El espíritu humano
asocia unos hechos a otros y a algunas emociones: así, cuando decimos las
pirámides, pensamos en Egipto, aunque las hay en todas partes y quizás las de
nuestra América sean superiores; los Mayas quizás fueron los maestros de los
maestros de los egipcios; cuando decimos: La Santa Cruz, pensamos en la de
Cristo, y no en la de Tao, ni en la de San Andrés, ni en la de Malta ni en
tantas otras; cuando decimos violines pensamos no en Cremona, ni en Stradivarius,
ni en Guarnerius, ni en Amati, ni tampoco en Vivaldi, ni en Scarlatti, sino en
la música de Hungría y en los gitanos; cuando decimos guitarra, pensamos en
España, más concretamente en Andalucía, en las peteneras y en los bailaores, no
en las muchas guitarras que hay a lo largo y ancho de América y quizás del mundo;
cuando decimos acordeón, pensamos en el del mar del Plata o en el del Valle de
Upar (Valledupar); y cuando decimos arpas, pensamos… pensamos… en los ángeles.
“El arpa es el instrumento de los ángeles”, me decía mi abuelita, que no era
llanera, cuando yo era un niñito, y la sacaban valedera los artesonados de las
iglesias, cuando las iglesias se decoraban, y las vitelas de su época; pero
para quienes no somos tan santos como era mi abuela, cuando decimos arpa, pensamos
en la música llanera.
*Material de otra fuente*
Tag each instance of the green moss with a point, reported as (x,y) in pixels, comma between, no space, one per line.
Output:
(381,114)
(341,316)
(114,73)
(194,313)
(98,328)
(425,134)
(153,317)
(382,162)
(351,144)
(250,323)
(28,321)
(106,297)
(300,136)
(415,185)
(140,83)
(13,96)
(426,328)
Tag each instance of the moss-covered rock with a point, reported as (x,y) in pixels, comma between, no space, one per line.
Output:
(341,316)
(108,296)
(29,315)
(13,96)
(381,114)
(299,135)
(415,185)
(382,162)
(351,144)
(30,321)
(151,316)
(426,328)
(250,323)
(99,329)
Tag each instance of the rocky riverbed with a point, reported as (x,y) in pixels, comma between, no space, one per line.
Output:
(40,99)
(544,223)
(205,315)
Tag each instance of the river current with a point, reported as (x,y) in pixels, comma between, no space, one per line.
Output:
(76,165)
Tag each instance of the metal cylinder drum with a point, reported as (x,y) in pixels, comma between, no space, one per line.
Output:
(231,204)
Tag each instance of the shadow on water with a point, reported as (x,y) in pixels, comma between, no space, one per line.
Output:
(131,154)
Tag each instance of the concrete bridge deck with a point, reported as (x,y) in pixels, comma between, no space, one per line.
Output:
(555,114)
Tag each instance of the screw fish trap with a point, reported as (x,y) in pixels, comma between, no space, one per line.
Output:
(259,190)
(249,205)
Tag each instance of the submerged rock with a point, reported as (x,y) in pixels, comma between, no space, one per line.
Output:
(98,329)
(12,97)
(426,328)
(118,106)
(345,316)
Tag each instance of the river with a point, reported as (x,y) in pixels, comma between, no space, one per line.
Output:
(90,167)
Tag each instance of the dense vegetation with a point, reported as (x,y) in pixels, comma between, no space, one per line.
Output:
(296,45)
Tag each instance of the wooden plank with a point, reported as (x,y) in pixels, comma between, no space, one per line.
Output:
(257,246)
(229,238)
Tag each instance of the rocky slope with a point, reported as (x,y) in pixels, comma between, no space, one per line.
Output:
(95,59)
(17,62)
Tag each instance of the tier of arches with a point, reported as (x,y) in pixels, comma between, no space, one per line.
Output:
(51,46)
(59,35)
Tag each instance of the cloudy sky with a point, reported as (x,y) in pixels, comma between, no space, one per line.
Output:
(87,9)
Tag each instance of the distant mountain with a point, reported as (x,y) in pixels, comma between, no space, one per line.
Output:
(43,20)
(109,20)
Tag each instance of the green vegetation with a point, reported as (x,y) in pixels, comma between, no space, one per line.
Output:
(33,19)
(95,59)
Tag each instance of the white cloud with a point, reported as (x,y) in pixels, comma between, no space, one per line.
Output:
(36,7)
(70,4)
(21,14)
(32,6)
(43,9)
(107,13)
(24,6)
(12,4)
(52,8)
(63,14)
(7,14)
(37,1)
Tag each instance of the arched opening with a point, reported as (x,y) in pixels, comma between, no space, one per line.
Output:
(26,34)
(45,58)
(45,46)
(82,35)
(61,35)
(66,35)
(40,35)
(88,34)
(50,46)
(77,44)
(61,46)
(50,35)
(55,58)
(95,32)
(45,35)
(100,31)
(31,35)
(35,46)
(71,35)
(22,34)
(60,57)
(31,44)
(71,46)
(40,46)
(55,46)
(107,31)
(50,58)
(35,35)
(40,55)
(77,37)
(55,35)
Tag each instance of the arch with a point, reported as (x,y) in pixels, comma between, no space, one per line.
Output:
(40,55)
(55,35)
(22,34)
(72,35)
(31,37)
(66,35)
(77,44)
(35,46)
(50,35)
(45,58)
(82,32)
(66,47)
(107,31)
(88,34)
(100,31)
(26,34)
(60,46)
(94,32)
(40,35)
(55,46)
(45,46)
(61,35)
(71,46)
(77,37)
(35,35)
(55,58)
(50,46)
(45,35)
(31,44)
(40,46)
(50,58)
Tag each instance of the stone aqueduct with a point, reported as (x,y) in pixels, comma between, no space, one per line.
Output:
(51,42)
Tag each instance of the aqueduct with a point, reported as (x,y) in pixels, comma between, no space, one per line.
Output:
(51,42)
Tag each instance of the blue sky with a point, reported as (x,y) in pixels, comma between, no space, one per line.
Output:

Así como el arpa es el instrumento de los ángeles y de
los llaneros, el alma de los llaneros es como el alma de los ángeles.
Por medio del arpa el llanero
canta, llora, ríe, gime, expresa todas sus emociones; por eso ha sido su
compañera de siempre y en remotas edades cada arpa tenía nombre propio, como
las vacas, como cuando las vacas eran pocas; pero hoy, cuando se han
multiplicado como las vacas, han perdido esa identidad. Conservan, si, una
característica sui generis: “el arpa, chico”, dicen los llaneros, “es como una
mujer bella: muchos quieren tocarla, pero pocos pueden”.
Por eso, no cabe duda,
el arpa es el instrumento de los ángeles y de los llaneros.